Unicode keyboard input and fonts (was: Re: Keycaps??)
Bert Freudenberg
bert at impara.de
Mon Jun 12 13:35:59 UTC 2006
Jim,
Squeak has switched from MacRoman encoding to Unicode in 3.8. The 8-
bit subset of unicode, iso-8859-1 (a.k.a. Latin1) is what can be
reached by old-style keyboard mappings and fonts. While MacRoman
*did* have english typographic quotes, Latin1 only has french («...»):
http://en.wikipedia.org/wiki/MacRoman
http://en.wikipedia.org/wiki/Latin1
Indeed, I can type french quotes fine in a 3.8 Squeak.
Note that Windows puts english typographic quotes into the reserved
slots of Latin1, which makes people use them, which makes browser
developers show them as if they were indeed valid latin1 chars, which
leads to severe confusion:
http://en.wikipedia.org/wiki/Windows-1252
While we could employ a similar hack, the *proper* way for us would
be to use unicode text, which Squeak should be able to do since 3.8
thanks to the fine Japanese folkss:
WideString from: #(16r2018 16r2019 16r201C 16r201D)
This is displayed as '????', because we lack unicode fonts containing
the right glyphs.
The Mac VM already provides Unicode keyboard input, as 6th element of
the event buffer. It's unused sofar.

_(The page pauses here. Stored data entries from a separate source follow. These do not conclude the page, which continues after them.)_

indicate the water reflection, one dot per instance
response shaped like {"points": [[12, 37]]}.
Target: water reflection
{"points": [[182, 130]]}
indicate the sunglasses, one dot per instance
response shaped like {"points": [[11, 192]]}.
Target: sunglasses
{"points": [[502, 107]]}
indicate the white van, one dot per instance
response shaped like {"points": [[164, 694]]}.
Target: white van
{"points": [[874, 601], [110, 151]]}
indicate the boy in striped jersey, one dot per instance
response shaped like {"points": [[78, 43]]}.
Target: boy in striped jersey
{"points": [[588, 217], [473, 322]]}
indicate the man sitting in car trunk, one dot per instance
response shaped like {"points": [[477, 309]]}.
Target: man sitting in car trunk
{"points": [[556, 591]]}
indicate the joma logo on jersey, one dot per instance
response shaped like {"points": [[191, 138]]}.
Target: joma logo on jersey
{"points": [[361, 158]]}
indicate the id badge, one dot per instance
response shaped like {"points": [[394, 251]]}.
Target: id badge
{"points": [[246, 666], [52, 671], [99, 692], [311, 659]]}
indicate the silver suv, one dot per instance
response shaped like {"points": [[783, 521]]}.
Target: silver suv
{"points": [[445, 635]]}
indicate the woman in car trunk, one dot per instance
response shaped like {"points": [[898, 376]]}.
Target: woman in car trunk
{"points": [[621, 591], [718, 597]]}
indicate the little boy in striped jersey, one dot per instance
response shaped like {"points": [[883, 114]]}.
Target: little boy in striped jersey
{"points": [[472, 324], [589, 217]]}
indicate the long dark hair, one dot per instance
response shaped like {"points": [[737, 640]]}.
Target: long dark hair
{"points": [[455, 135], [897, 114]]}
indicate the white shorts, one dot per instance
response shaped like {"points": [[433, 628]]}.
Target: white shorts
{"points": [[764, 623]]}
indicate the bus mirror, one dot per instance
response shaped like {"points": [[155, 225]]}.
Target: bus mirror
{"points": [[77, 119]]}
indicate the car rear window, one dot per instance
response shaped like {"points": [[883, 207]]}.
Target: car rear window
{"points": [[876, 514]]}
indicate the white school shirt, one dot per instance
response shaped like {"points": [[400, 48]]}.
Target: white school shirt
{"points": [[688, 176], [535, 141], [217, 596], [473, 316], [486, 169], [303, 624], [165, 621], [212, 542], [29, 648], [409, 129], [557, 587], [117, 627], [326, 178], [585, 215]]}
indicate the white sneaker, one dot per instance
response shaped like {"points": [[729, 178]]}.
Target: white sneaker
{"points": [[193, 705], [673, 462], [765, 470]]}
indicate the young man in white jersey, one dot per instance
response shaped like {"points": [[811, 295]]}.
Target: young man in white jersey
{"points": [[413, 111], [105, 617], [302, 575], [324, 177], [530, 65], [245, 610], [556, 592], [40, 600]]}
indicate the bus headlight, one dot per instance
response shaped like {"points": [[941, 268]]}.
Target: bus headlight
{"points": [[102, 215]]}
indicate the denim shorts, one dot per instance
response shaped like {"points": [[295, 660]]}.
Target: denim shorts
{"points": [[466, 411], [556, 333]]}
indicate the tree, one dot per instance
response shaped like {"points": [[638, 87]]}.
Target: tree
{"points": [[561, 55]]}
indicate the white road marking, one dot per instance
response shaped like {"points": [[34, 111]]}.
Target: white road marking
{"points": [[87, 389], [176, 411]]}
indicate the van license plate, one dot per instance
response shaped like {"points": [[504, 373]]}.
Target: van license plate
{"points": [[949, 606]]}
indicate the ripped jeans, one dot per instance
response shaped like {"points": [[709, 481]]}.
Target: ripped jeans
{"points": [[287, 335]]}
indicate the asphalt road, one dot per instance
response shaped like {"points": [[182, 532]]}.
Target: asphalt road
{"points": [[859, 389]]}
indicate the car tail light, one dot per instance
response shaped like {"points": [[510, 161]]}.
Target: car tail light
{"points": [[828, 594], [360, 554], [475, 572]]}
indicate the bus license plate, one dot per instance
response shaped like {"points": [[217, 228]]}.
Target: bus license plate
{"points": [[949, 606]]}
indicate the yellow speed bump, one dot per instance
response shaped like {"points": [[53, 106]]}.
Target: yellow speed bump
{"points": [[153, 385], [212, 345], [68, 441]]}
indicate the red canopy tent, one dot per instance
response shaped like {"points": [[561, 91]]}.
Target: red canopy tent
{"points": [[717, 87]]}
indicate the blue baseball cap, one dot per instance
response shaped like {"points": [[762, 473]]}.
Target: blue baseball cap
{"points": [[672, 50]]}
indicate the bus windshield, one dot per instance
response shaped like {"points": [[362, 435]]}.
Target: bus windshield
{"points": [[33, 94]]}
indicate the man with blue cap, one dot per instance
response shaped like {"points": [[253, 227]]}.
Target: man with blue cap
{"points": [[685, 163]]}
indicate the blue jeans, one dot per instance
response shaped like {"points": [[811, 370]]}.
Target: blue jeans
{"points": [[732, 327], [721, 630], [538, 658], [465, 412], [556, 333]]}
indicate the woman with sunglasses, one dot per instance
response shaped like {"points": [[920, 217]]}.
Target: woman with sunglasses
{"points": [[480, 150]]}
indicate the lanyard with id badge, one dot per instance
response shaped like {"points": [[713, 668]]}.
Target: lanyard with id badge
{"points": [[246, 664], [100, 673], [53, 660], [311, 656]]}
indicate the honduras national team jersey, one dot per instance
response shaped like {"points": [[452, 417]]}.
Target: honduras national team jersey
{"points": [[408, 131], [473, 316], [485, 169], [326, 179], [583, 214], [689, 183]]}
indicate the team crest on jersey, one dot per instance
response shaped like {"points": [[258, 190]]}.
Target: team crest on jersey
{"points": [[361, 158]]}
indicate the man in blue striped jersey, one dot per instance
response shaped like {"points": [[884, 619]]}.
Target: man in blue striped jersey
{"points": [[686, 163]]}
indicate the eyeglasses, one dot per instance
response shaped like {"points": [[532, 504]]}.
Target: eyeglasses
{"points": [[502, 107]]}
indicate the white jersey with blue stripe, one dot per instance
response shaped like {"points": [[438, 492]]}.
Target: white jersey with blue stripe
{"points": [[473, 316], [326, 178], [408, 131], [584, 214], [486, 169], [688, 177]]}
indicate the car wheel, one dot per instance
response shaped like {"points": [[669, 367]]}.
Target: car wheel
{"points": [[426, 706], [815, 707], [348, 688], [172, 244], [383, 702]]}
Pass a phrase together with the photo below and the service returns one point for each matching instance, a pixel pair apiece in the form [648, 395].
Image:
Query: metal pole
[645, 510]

You can use it by inserting the
following line into MacUnicodeInputInterpreter>>nextCharFrom:firstEvt:
evtBuf fourth = EventKeyChar ifTrue: [^Unicode value: evtBuf sixth].
Leave the rest of that method in place, even though it is incorrect
(#macToSqueak should produce Unicode chars nowadays, but for
historical reasons still produces an 8-bit mapping).
Also, to make Morphic use that interpreter temporarily:
LanguageEnvironment classPool at: #InputInterpreterClass put:
MacUnicodeInputInterpreter.
ActiveHand clearKeyboardInterpreter.
With that, Option-[ actually inserts the character valued 16r201C,
though it still is displayed as "?". You can verify that using
$? asUnicode hex
(where the "?" is typed as "Option-[") which gives '16r201C'.
There are free bitmapped (BDF) and vector (TTF) fonts, but I am not
sure if anyone has tried to make them available in Squeak, yet:
http://freeunifont.sourceforge.net/
http://www.nongnu.org/freefont/
Also, I'm unsure about the unicode support of VMs other than John's.
- Bert -
Am 11.06.2006 um 07:34 schrieb John M McIntosh:
> Works fine in a 3.5-5180 image, likely an artifact of:
>
> a) switch from original apple fonts to accufonts
> b) multiple language support.
>
> likely someone else on the list can explain which of these two
> items is the culprit.
>
> I'll note if you type option-] in a workspace you see nothing, but
> if you copy/paste that nothing to TextEdit why you get the expected
> characters.
>
> On 10-Jun-06, at 4:01 PM, Jim Rosenberg wrote:
>
>>> You should indicate which macintosh VM and version you are using.
>>
>> VM is 3.8.6Beta6.app.
>>
>> Squeak is 3.8 update #6665.
>>
>>> You need to give a bit more information about the keyboard you
>>> have set
>>> in os-x preferences, which keystrokes you are using, what you
>>> expect
>>> that keystroke to give you say in TextEdit, and what happens in
>>> Squeak.
>>
>> I'm showing US keyboard script Roman.
>>
>> The "normal" keys for typographic quotes I expect are:
>>
>> Double-quotes: option-[, shift-option-[
>>
>> Single-quotes: option-], shift-option-]
>>
>> They work fine in every app except Squeak. (They work fine in
>> TextEdit.)
>>
>> When I bring down the character palette, highlight the right
>> single quote and click insert, Squeak shows it as simply a
>> question-mark. When I type shift-option-], instead of getting the
>> right single quote, I'm getting the character at position 92 in
>> the MorphicFontEditor.
>>
>> It sounds like my keyboard mapping has gotten confused somehow --
>> if you can straighten me out I'd be much obliged!